The problem is that Mormons are so much like evangelicals, or what evangelicals want to be — clean-cut, disciplined, hard-working, family-loving, flag-waving, church-going conservatives — that many evangelicals seem them as a kind of heretical competition. The fear is that if Romney mainstreams Mormonism, he gives credibility to a potential rival for evangelical souls.
“I do not believe for one moment that if a Mormon like Mitt Romney were elected president he would be a puppet controlled by the Mormon hierarchy,” Hal Gordon, a former speechwriter for Ronald Reagan and Colin Powell, wrote in a recent column.
“But even if he kept his faith completely private, the election of a Mormon president would, ipso facto, swathe Mormonism in a respectability that it has long coveted.”
4. Romney's liability isn't necessarily his faith
Romney's biggest task is convincing conservative Christians that he is a conservative, not that he is a Christian. Evangelicals have shown they are happy to back all sorts of unorthodox candidates (anyone remember Herman Cain?). They never fell for fellow evangelicals Michele Bachmann or Rick Perry, and now they are rushing toward Newt Gingrich, a thrice-married convert to Catholicism.
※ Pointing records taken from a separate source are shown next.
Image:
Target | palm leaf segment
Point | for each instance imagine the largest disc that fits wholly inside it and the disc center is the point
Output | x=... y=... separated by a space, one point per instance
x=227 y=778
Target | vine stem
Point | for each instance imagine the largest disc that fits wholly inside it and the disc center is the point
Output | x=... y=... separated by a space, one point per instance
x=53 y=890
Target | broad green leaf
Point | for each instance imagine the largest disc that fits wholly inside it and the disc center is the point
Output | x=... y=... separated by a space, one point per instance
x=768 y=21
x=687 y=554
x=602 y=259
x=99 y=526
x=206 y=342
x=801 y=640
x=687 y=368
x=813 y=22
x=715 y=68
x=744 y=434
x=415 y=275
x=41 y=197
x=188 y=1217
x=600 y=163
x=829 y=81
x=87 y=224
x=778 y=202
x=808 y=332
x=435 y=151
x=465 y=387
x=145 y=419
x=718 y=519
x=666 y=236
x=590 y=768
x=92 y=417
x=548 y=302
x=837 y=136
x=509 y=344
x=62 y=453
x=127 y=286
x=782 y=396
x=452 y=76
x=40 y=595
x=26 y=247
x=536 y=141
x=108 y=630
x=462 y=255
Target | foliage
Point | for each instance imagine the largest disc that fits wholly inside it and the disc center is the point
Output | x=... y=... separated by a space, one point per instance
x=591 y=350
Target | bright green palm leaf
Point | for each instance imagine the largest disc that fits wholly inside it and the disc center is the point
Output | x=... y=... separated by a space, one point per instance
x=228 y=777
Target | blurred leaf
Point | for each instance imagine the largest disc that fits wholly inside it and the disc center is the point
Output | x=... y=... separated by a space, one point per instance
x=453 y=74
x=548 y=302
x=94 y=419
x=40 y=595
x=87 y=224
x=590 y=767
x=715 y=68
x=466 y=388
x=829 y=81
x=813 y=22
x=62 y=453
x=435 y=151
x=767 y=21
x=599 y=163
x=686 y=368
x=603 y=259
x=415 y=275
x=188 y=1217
Evangelicals may not love Mormons, but they are really down on moderates. Indeed, Romney is arguably “not Mormon enough,” Richard Land, a top Southern Baptist official, said on the eve of the South Carolina vote.
“If his stance on life and his stance on marriage had been consistently what the stance of the Mormon church has been, he would have far less doubts among social conservatives,” Land said.
Ralph Reed, head of the Faith and Freedom Coalition and a top evangelical political activist, said he doesn't think Romney's Mormonism will necessarily preclude him from winning evangelical votes or the GOP nomination, so he doesn't need to make the Kennedy speech at this point.
“Bottom line is,” said Reed, “he may need to address it as the campaign proceeds, and he may choose to address it as part of a speech down the road.”
5. What Romney's real Kennedy moment would look like
“Down the road” may be a good idea. Surveys show that Democrats — still seething over Mormon involvement in California's Prop 8 fight over gay marriage — are much less likely to accept the idea of a Mormon president than are Republicans, and are less accepting of the idea than even conservative Christians.
So picture this: If Romney can secure the nomination, he could give a speech about his faith next September to an audience of suspicious liberals. By doing so, he would win the hearts and votes of Republicans — including evangelicals — who would see him as the victim of anti-religious bias.
And that would be the real Kennedy moment.